私達スポンサーの準備・説明不足であったと深く反省しております」
……と、謝罪する大問題へと発展。鈴木本人も、自身がレギュラーを務める5月4日放送の『田村淳の訊きたい放題!』(TOKYO MX)で
「本当にあの始球式で、皆さんにご迷惑をかけて申し訳ない気持ちです」
「もう次とかダメ…本当に申し訳ない」
……と泣き出しそうな表情で謝罪する事態にまで追い込まれた。
私は今回のこの騒動──「プロ野球の始球式」の是非をあたらめて問い直す良い機会になったのでは……と考える。

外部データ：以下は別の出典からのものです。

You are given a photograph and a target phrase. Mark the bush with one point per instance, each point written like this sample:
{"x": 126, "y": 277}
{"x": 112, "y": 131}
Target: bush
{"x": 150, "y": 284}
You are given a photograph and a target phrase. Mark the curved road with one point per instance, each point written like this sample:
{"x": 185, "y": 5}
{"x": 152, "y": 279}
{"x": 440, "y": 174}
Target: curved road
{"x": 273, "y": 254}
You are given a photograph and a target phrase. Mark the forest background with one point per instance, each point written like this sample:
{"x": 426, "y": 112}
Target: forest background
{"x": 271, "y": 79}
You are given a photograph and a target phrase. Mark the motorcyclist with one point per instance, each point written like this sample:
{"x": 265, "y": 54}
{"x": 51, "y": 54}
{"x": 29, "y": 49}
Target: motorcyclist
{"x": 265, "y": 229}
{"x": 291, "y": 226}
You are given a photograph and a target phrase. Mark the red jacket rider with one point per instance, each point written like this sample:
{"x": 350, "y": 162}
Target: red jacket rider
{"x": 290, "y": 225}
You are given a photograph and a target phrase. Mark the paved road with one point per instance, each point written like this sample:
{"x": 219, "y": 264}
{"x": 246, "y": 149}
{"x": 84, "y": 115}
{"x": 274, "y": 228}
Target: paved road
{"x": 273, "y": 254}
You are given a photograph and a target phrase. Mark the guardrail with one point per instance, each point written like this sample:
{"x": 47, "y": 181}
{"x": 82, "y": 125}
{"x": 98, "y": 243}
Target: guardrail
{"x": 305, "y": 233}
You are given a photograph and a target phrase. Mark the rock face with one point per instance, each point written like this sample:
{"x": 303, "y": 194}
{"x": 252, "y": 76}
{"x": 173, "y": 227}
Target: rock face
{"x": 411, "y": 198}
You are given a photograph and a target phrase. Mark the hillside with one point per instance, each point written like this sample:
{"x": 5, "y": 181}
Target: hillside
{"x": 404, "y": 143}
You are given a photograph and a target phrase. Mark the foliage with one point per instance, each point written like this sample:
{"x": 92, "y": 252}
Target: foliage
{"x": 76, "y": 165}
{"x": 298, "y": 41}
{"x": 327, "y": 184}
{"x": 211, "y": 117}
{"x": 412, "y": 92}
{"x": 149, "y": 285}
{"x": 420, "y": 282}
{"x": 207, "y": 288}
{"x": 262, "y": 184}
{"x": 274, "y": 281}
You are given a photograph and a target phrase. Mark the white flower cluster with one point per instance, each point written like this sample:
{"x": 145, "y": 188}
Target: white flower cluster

世間的には「そこまで目くじら立てるほどでも…」的な論調の意見もあるという。さっき私は「大問題へと発展」と書いたが、おそらく騒いでいるのは、日本人の全人口からすれば「一部」にしかすぎない野球ファンと、やはり「一部」の無記名評論家気取りなネット住民が大半……なのではなかろうか。

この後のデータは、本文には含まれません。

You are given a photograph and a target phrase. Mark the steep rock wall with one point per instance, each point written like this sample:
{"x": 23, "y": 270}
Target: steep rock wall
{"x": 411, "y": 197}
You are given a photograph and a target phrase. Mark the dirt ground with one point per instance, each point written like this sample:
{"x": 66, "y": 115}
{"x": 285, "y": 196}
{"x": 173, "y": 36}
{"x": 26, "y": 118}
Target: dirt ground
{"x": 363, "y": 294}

だが、「一部の野球ファン」だけの注目が集まる興業としての「プロ野球」に、鈴木のような“異分子”を安易に介入させたことによる“失態”に怒りを爆発させてしまう心情は、野球を心から愛する一人である私としても、十分に理解できる。これがたとえば、一般的には好感度の高いDAIGO(※メンタリストじゃないほうの)だとか石原さとみだったとしても、鈴木と同じような真似をマウンド上でやからしたら、私をはじめとする野球ファンは同様の罵声を、遠慮なく浴びせたことだろう。
始球式に、話題づくりの一環としてタレントやらアイドルやらの有名人を呼ぶのは別にかまわない。でも、せめて呼ぶなら「野球に対するリスペクトがある有名人」って縛りだけは、どうか徹底してほしい。樽美酒研二やメンディ関口や稲村亜美が魂を込めた渾身の直球をキャッチャーめがけて投げているさまは、観ている側も気持ちいいし楽しい。仮に野球未経験者であっても、野球好きであればマウンドでの仕草や投球フォームにリスペクトは滲み出てくるものだ。「野球へのリスペクトに溢れる有名人」が始球式の回数に追いつかないのなら、その回数を減らせばいい。毎度やる必要なんてないではないか。ある意味、鈴木奈々は、そんな惰性的に行われ続けている、近年の「リスペクトの有無を無視した有名人の始球式」といった“悪しき慣習”の犠牲者なのかもしれない。